Die elektronische Gesundheitskarte fördert Gleichstellung und Integration. Barrieren bei der Inanspruchnahme von medizinischen Leistungen werden für Asylsuchende verringert. Sie hat einen positiven Einfluss auf den subjektiven allgemeinen Zustand und die psychische Gesundheit, so haben beispielsweise Depressionen und Angststörungen abgenommen. Zudem werden Wartezeiten und folglich die Chronifizierung von Krankheiten reduziert. Für Leistungserbringende werden die Abrechnungsprozesse erleichtert und Unsicherheiten hinsichtlich des Leistungsumfanges nehmen ab. Der bürokratische Aufwand wird reduziert sowie Kosten gesenkt oder neutralisiert.
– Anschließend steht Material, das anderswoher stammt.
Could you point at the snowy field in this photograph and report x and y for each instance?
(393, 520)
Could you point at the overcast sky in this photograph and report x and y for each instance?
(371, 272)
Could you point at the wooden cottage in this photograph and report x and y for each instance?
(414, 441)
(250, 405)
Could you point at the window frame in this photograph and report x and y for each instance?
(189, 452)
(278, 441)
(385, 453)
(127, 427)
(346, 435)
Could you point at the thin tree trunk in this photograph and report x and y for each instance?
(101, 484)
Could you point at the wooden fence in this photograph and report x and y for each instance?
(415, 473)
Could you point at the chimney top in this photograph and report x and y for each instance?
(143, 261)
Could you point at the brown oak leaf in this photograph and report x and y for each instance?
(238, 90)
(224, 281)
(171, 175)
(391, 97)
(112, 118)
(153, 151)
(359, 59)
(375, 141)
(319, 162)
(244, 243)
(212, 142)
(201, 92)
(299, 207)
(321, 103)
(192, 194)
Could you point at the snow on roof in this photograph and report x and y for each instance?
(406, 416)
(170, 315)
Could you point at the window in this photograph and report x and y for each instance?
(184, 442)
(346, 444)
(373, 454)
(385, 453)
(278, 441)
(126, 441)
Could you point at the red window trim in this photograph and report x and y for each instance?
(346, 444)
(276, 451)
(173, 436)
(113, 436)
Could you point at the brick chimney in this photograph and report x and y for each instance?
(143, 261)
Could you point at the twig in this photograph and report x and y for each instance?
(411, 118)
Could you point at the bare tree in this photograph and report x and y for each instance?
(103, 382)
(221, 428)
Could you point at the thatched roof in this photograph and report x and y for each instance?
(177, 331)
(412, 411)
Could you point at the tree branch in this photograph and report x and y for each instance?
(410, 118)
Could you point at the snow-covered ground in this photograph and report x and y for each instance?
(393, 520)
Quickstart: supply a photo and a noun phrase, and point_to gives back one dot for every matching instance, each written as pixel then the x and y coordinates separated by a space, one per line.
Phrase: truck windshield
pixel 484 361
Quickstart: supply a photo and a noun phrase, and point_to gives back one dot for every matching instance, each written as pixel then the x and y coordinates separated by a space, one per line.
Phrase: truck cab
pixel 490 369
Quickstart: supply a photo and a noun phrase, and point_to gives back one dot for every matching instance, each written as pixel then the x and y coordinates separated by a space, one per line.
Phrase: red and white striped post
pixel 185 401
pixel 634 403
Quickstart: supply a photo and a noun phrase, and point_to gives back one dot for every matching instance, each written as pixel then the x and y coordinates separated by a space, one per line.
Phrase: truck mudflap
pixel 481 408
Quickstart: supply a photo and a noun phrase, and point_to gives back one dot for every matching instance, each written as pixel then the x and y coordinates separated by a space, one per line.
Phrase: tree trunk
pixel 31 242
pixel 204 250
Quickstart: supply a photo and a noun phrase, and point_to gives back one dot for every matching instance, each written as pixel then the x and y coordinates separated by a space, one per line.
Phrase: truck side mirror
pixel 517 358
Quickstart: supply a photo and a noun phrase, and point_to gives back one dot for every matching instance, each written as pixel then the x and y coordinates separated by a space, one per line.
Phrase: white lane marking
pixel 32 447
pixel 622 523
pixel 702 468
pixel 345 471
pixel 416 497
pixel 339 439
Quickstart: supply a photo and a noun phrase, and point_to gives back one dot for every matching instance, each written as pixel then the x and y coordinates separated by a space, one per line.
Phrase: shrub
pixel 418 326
Durch die Einführung der elektronischen Gesundheitskarte konnte in der Studie „Health Equity Studies & Migration – Report Series 2021-02 – Die elektronische Gesundheitskarte für Geflüchtete“ auch keine Überbeanspruchung im medizinischen Bereich festgestellt werden. Eine landesweite Einführung der elektronischen Gesundheitskarte für Geflüchtete mit Übernahme der anfallenden Behandlungskosten auf Landesebene wird angeraten.
In mehreren Studien konnte gezeigt werden, dass die flächendeckende Einführung der elektronischen Gesundheitskarte für Geflüchtete in anderen Bundesländern positive Effekte auf die Gesundheit Geflüchteter hat sowie eine Entlastung für die Leistungserbringenden darstellt, da der Abrechnungsprozess erleichtert und der Leistungsumfang klar benannt wird. Eine Entscheidung gegen die elektronische Gesundheitskarte ist somit eine rein politische Entscheidung.